With Kate at class, we were deposited at Costa Coffee, the chain in Cairo that most resembles Starbucks and has the most recognizable coffee. We enjoyed lattes until the internet café opened across the street. Then we dipped our toes back into the real world until we were joined by Kate. She took us to her favorite falafel stand, where she was recognized as a regular. From there, we headed out to Giza. We arrived somewhat late in the afternoon and were immediately hassled by aggressive hucksters selling everything from camel rides to the pyramids to trinkets. We had just enough to time to take a good long look around the Great Pyramid, the substantially smaller Queen’s pyramid and the Sphinx. By 4:30 as the sun began to set, we were shooed out by the Tourism Police. If anything, this was a disappointment in that we did not allow enough time to see the entire site and the constant harassment grew tiresome very quickly. Having said that, I need to stress that the pyramids remain incredible to stand beside, to walk where the ancients did, and marvel at what they managed to construct with the help of nothing more than human hands (unless you believe my paper, then aliens had something to do with it). The Sphinx, from our vantage point, was smaller than expected and struck me as somewhat lesser in stature than expected.
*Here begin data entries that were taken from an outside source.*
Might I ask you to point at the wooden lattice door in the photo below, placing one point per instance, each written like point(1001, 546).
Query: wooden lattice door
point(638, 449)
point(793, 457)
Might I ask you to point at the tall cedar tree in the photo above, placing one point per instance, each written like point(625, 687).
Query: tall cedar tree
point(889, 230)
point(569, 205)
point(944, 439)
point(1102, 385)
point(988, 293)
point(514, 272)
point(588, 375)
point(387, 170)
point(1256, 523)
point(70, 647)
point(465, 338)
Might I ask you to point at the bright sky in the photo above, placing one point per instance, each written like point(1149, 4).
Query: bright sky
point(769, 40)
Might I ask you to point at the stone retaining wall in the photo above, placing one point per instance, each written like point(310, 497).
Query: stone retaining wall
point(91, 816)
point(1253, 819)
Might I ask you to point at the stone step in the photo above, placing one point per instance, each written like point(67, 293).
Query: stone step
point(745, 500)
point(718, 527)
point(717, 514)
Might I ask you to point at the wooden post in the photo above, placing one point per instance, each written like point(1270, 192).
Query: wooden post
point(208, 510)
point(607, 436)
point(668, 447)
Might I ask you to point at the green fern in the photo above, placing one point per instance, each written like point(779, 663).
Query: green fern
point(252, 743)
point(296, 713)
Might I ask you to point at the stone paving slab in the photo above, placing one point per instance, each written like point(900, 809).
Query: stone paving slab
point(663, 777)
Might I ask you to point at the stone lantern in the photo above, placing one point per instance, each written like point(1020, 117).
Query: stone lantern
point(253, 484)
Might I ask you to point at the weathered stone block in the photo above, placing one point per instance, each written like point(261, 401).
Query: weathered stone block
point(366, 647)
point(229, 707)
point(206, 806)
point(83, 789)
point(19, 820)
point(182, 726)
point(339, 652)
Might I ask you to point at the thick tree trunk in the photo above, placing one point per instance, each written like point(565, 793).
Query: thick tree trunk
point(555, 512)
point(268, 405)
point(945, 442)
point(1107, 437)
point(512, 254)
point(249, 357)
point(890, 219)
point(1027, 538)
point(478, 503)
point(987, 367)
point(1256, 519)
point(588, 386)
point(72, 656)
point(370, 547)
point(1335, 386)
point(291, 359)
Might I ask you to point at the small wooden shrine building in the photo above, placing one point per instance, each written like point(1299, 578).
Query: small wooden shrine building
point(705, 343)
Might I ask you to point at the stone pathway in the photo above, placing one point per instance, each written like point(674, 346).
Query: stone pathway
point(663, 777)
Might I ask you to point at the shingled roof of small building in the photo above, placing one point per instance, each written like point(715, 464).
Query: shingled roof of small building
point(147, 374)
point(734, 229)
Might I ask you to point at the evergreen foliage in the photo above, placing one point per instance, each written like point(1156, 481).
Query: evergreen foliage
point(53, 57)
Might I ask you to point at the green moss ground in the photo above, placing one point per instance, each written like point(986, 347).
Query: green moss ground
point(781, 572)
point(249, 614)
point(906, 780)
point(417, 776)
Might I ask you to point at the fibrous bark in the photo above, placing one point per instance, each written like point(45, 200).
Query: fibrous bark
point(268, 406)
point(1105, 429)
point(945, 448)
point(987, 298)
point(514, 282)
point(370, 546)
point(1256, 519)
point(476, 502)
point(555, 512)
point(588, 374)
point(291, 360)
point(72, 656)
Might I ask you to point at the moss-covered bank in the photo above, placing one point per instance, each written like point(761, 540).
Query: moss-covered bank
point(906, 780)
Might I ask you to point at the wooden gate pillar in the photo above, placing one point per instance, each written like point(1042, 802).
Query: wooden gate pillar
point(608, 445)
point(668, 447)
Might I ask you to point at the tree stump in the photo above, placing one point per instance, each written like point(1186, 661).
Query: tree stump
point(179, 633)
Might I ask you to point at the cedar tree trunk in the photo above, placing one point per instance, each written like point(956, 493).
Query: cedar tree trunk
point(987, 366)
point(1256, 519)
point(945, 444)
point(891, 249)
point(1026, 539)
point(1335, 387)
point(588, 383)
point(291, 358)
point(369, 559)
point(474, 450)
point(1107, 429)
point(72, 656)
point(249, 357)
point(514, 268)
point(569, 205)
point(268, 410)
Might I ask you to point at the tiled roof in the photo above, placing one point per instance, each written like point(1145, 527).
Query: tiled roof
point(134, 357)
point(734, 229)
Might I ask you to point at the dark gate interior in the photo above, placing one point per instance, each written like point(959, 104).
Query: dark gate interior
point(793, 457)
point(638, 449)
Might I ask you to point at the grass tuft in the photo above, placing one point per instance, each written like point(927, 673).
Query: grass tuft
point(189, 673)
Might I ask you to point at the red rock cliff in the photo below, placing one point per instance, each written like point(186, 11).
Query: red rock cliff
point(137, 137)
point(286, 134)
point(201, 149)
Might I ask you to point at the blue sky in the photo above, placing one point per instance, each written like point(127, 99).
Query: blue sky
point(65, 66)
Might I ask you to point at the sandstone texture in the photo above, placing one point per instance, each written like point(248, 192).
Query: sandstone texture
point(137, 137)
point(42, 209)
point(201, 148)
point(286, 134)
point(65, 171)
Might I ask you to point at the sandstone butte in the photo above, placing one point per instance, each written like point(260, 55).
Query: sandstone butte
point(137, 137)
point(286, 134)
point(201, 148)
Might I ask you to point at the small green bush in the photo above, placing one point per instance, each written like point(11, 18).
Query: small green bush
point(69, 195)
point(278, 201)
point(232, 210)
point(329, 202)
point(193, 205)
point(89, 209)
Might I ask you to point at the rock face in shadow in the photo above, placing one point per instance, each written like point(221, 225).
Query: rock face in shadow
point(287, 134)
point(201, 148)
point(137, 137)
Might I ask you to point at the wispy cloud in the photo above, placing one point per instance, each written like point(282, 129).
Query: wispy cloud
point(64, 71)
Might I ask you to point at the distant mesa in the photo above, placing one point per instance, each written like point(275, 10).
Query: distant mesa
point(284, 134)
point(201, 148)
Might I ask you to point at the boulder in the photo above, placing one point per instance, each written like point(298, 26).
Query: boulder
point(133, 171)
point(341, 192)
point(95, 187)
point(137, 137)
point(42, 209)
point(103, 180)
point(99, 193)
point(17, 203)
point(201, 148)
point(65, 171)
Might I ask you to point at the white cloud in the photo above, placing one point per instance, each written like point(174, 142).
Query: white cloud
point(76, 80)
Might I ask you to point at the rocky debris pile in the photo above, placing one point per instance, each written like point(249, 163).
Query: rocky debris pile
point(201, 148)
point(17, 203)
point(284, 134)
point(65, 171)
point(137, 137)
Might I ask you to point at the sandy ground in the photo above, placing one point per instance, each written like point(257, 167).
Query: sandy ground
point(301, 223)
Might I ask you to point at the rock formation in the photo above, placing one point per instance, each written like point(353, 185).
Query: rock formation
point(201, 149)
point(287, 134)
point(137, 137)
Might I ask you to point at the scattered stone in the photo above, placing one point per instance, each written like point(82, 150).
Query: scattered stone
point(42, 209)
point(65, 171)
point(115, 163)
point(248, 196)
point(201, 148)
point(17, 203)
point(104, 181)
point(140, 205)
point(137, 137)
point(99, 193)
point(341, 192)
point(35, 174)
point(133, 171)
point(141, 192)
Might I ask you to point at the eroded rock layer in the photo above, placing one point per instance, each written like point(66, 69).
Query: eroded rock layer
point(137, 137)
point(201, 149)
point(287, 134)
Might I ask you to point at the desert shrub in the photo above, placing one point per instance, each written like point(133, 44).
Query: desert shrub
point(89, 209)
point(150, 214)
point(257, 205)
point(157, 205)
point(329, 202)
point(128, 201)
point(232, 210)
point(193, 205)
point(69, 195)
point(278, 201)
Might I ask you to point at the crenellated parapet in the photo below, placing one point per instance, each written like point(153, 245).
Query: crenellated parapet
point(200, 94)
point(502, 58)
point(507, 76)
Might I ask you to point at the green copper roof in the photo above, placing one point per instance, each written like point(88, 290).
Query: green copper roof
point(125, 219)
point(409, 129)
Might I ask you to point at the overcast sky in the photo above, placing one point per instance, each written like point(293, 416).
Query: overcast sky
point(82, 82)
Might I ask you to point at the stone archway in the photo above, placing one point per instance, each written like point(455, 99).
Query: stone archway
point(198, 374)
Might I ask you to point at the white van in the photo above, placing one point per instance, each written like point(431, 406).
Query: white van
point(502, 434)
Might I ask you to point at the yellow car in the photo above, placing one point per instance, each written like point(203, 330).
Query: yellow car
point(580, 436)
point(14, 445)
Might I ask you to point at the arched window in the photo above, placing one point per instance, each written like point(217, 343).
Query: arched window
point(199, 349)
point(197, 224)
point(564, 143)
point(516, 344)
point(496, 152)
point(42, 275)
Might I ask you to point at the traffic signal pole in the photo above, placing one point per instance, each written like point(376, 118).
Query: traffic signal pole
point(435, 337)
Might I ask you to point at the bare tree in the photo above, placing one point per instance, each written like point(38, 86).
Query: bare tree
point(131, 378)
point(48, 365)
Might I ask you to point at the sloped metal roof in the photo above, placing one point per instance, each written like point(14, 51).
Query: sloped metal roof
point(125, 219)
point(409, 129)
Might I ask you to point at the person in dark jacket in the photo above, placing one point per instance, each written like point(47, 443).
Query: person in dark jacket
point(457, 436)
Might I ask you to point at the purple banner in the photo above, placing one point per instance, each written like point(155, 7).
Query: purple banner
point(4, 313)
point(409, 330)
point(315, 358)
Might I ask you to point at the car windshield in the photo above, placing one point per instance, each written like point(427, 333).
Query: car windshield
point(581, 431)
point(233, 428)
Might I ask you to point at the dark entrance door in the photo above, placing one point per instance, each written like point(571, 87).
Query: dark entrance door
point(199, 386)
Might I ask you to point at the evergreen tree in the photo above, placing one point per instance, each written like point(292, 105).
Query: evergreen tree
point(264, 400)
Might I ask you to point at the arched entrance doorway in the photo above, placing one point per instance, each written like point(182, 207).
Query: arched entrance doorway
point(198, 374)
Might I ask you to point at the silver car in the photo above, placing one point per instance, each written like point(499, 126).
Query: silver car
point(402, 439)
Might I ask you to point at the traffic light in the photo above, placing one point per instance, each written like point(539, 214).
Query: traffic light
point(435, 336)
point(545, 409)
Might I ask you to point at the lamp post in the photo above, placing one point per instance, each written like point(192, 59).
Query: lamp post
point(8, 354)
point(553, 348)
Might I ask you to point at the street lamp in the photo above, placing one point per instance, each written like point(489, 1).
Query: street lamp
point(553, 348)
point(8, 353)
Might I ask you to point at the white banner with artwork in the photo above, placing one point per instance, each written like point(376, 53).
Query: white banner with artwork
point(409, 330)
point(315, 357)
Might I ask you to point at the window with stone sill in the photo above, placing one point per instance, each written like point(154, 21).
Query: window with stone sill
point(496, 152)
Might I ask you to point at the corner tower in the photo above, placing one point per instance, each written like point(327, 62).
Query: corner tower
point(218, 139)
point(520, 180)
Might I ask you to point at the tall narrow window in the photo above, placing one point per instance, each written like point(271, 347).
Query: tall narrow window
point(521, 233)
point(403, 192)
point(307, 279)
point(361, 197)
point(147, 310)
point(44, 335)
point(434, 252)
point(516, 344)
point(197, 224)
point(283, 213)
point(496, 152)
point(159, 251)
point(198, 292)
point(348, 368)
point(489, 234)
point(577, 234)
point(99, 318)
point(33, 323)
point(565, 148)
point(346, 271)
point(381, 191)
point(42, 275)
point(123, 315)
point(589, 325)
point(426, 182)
We returned to Zamalek and did what parents around the world do when visiting students: take them grocery shopping to stock up the apartment. We followed that with dinner at Sequoia, a trendy spot on the water with couches and overstuffed chairs, dim lighting and an extensive menu. Expensive, even by American standards, but tasty.


After a somewhat lazy morning, with Kate skipping dance, we headed for the Citadel, home to the original Muhammad Ali’s mosque. This incredible facility houses two mosques and several other buildings including museums dedicated to the police and the military. Deb adored the mosques and this may have been her favorite attraction of the trip, it’s certainly Katie’s favorite part of Cairo. We carefully saw all there was to see and then headed for a vastly different part of town.

Imagine an Egyptian lower east side and you can start to picture Khan el Khalili, the shopping bazaar. This is where locals and tourists come to shop with bargaining a part of the fun. Deb was hunting for some specific things which gave her some focus but we took in the sights, sounds and smells. Everywhere we went we were invited to come look. I tried to find some t-shirt souvenirs and one vendor lured me in with a 1-pound offer and suddenly by the time I was ready to pay, 1 had become 30. Kate surprised most merchants with bargaining in Arabic and playing hardball with them. I was impressed at her skills, from wide-eyed shock at their audacity to her willing to walk away. And every time we walked, they agreed to our price. By the end, though, I was feeling a little overwhelmed while Deb was exhilarated. We finished the night with simple take away shawarma from the place on her corner.

Next: Cruising the Nile


  • Bob Ahrens

    >>I was impressed at her skills, from wide-eyed shock at their audacity to her willing to walk away. And every time we walked, they agreed to our price.< She's growing up, Bobby. Be proud of her- she's a strong and impressive individual, much like her Dad, and it's good to know that in an "unstable" world such as this, you've given her the tools she needs to make it work for her. Many kudo's to her parents and three cheers for her.

  • Glad you’re back home and safe! I worry a lot more nowadays about that area of the world.

    I wonder if the low salary Egypt pays its antiquities staff has anything to do with how ubiquitous Zahi Hawass is on all those TV shows about the pyramids and such. I think Dr. Hawass is a hoot but he’s, like, EVERYwhere. Maybe the TV folks pay him a nice little stipend…

  • Jackie

    Sounds like a really wonderful trip.

    Glad you and Deb are back safely.